Third, there is the constitutionally defensive and vaguely homophobic rhetoric expressed by the folk hero of the moment John Tyner, who after opting out of a full-body scan in the San Diego airport, then chose to opt out of the pat down, with the insistence that "no one but my wife and my doctor" are allowed to "touch my junk." This sentiment seems to house a dual core of affronted masculinity mixed with a fierce protection of private property (the body serving as the zero level of private property).

This last point brings me to what I think is the real crux of the matter: Is air travel a form of public transportation, or is air travel an extension of private life? Can it function effectively as an equilibrium of both, or are these two things incommensurate (or at least in high tension) on some base level? In other words, how much are private lives translatable into public spaces as ethereal and interpenetrating as the air? Civil aviation, which literally takes airspace as its medium and message, has come to signal a crisis point where private lives can never be adequately defended—neither in theory, nor in practice.

The most nuanced response to these various concerns might very well be reflected by a certain ambivalence: On the one hand, yes, we must admit that the latest safety procedures verge on the absurd, they strip citizens of their rights to privacy, and they arguably do nothing to make flying any safer. On the other hand, though, we should legitimately wonder if these analytic categories—absurdity, privacy, and safety—in fact have ceased to be useful measuring devices when we are dealing with something as tenuous, as globally complex, and as intimately shared as air travel. (Of course, if we were to admit this, we then would have to think seriously about land travel...and the politics of 'land' in general.)

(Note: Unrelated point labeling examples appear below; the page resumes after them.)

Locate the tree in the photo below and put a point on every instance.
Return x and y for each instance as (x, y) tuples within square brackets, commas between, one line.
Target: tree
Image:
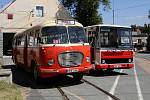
[(149, 14), (147, 30), (86, 11)]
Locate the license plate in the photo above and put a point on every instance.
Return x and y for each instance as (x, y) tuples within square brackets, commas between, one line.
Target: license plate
[(116, 66), (72, 70)]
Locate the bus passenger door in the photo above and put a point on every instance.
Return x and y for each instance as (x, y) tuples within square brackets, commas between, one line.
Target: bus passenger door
[(25, 52)]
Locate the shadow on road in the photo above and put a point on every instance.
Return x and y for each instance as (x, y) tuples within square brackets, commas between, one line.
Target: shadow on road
[(23, 78), (100, 73)]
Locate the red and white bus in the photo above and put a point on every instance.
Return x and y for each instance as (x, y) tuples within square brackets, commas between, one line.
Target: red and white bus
[(111, 46), (53, 48)]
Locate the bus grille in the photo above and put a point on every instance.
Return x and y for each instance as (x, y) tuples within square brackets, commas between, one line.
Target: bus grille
[(115, 61), (69, 59)]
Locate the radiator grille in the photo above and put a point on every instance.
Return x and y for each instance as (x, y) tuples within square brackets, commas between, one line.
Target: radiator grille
[(69, 59)]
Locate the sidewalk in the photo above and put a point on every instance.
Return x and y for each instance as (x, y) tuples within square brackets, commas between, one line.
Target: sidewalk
[(5, 71)]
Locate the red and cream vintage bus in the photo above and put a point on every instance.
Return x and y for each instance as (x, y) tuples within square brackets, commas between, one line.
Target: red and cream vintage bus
[(111, 46), (53, 48)]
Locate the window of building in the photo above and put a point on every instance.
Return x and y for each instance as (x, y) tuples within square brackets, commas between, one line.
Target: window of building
[(39, 11)]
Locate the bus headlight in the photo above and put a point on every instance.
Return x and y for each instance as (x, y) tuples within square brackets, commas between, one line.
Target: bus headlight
[(103, 61), (87, 59), (50, 62), (130, 60)]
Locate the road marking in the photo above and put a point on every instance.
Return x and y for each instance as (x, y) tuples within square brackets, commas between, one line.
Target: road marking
[(78, 97), (140, 96), (112, 91)]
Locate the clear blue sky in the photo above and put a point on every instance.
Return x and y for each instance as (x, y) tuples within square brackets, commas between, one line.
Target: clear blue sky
[(127, 12)]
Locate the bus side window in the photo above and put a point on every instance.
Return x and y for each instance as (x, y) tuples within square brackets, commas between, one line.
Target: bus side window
[(19, 41), (22, 41), (31, 38), (36, 37)]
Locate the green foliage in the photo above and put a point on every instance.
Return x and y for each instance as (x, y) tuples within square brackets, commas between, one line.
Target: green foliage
[(86, 11), (9, 91)]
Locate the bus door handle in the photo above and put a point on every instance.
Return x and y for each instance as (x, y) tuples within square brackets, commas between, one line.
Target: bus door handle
[(31, 52), (17, 52)]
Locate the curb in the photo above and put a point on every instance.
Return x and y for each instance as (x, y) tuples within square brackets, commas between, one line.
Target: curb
[(6, 74)]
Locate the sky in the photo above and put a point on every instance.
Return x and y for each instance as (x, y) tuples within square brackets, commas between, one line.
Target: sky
[(127, 12)]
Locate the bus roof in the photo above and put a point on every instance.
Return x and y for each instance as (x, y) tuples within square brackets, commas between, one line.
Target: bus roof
[(51, 23), (109, 25)]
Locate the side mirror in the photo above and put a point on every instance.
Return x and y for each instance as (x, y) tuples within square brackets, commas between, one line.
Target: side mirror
[(39, 40)]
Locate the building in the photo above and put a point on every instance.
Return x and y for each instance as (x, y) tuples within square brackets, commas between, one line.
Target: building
[(19, 15)]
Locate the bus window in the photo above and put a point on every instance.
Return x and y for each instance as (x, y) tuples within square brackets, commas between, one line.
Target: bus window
[(77, 34), (31, 39), (54, 35)]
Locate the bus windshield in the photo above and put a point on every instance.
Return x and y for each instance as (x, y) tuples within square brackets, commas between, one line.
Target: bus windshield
[(77, 34), (63, 35), (54, 35), (115, 37)]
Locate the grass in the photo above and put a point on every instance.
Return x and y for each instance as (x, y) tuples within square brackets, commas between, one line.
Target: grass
[(9, 91)]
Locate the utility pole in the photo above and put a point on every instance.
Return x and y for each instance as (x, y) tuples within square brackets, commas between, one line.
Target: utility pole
[(113, 13)]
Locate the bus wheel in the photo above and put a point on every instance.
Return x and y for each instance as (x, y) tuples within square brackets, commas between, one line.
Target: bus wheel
[(35, 73), (77, 76), (109, 70)]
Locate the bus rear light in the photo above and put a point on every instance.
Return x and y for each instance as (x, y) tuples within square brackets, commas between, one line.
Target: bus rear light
[(103, 62), (130, 60), (50, 62), (43, 49), (87, 59)]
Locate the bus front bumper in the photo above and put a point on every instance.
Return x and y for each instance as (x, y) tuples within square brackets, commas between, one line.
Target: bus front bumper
[(114, 66), (46, 73)]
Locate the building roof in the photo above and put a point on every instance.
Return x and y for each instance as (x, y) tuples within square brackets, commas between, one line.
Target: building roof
[(109, 25), (6, 6)]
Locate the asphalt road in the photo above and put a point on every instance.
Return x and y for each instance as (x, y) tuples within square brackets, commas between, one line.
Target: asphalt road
[(127, 84)]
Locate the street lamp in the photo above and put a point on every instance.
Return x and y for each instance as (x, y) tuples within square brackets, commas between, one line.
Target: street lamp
[(113, 13)]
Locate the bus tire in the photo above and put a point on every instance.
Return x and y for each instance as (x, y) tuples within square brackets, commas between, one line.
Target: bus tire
[(77, 76), (35, 72)]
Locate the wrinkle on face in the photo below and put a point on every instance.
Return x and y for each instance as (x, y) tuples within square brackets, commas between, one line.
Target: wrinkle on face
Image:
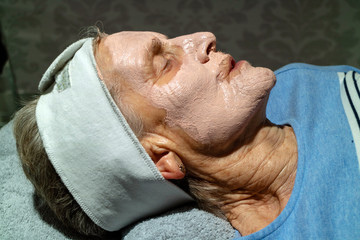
[(188, 79)]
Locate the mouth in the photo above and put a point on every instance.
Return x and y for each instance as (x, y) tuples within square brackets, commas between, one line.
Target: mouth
[(229, 68)]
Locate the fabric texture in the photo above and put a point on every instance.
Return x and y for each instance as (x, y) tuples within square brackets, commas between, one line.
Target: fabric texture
[(24, 216), (325, 202), (93, 149)]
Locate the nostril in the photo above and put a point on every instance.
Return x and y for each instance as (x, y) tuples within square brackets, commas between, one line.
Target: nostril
[(211, 47)]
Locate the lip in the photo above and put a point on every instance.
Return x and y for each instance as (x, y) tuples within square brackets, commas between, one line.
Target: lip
[(236, 69)]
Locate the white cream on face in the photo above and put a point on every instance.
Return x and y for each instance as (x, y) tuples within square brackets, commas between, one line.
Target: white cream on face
[(200, 99)]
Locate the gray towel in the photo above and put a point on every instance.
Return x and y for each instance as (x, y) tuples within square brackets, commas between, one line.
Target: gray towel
[(24, 216)]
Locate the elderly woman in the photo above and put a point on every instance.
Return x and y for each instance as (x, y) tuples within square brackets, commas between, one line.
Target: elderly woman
[(198, 116)]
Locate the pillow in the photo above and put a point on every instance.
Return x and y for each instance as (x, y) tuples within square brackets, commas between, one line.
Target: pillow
[(25, 216)]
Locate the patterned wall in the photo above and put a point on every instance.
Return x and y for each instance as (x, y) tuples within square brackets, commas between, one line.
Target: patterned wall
[(269, 33)]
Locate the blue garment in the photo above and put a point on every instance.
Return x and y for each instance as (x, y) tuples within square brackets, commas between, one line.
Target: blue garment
[(325, 202)]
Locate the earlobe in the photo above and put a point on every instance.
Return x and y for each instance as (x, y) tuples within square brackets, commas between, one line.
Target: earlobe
[(170, 166)]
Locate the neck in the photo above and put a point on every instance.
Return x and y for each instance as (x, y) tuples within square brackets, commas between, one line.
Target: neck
[(257, 179)]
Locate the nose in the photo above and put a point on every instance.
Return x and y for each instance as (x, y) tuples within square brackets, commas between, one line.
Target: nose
[(200, 44)]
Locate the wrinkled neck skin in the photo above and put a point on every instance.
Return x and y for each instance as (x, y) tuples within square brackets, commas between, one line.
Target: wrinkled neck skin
[(256, 180), (249, 160)]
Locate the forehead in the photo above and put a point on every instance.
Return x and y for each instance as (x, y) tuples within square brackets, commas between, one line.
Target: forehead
[(126, 39), (127, 48)]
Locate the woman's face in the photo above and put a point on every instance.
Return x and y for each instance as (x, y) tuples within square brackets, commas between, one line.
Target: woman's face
[(205, 93)]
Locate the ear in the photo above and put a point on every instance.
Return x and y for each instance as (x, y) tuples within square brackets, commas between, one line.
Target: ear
[(168, 162), (170, 166)]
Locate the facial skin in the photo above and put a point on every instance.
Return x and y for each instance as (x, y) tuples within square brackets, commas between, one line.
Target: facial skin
[(203, 111), (204, 92)]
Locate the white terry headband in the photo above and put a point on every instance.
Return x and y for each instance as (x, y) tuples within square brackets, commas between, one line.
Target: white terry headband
[(92, 147)]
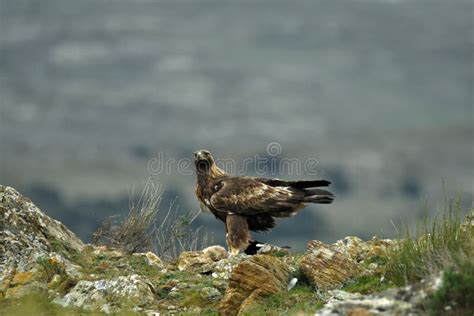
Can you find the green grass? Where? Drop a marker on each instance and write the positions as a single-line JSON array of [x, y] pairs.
[[302, 299], [432, 247], [457, 289], [367, 284], [36, 304]]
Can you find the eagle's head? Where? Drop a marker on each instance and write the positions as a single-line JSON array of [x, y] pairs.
[[203, 161], [205, 165]]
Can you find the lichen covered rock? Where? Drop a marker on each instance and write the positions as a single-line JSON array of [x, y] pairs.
[[327, 268], [201, 261], [26, 236], [131, 291], [252, 279]]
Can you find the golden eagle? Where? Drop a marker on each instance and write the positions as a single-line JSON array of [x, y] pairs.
[[247, 204]]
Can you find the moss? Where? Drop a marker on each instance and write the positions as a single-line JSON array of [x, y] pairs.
[[367, 284], [457, 290], [35, 304]]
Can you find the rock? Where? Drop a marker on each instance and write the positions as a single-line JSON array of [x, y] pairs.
[[267, 249], [201, 261], [94, 295], [251, 279], [150, 258], [211, 294], [26, 235], [326, 268], [396, 301]]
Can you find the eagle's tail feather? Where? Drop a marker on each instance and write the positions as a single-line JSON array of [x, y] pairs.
[[318, 196], [302, 184]]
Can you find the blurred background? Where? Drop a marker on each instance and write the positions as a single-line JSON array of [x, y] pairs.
[[379, 92]]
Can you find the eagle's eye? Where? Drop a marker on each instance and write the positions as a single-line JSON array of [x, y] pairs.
[[202, 165], [217, 187]]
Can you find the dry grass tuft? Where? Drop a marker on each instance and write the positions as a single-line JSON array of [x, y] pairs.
[[143, 229]]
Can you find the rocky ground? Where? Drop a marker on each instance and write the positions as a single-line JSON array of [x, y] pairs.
[[45, 267]]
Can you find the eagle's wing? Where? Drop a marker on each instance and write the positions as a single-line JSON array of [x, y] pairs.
[[238, 234], [250, 196]]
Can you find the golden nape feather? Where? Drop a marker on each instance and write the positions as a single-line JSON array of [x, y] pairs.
[[247, 204]]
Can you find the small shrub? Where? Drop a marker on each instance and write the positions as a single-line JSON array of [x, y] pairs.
[[143, 229], [433, 247]]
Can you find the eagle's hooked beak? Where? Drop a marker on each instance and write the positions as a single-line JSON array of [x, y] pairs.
[[202, 155]]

If we were to take air travel seriously as a form of public transportation—if we acknowledged our flying selves as a kind of ungrounded body politic, and not simply as independently mobile cells—I wonder how this might shift the ways we talk about airport screening, and how it would complicate the various points of accountability and responsibility for all parties involved? In other words, what would happen if we were to take the air more seriously as an inescapably shared medium, a public space that we can never escape nor neatly privatize?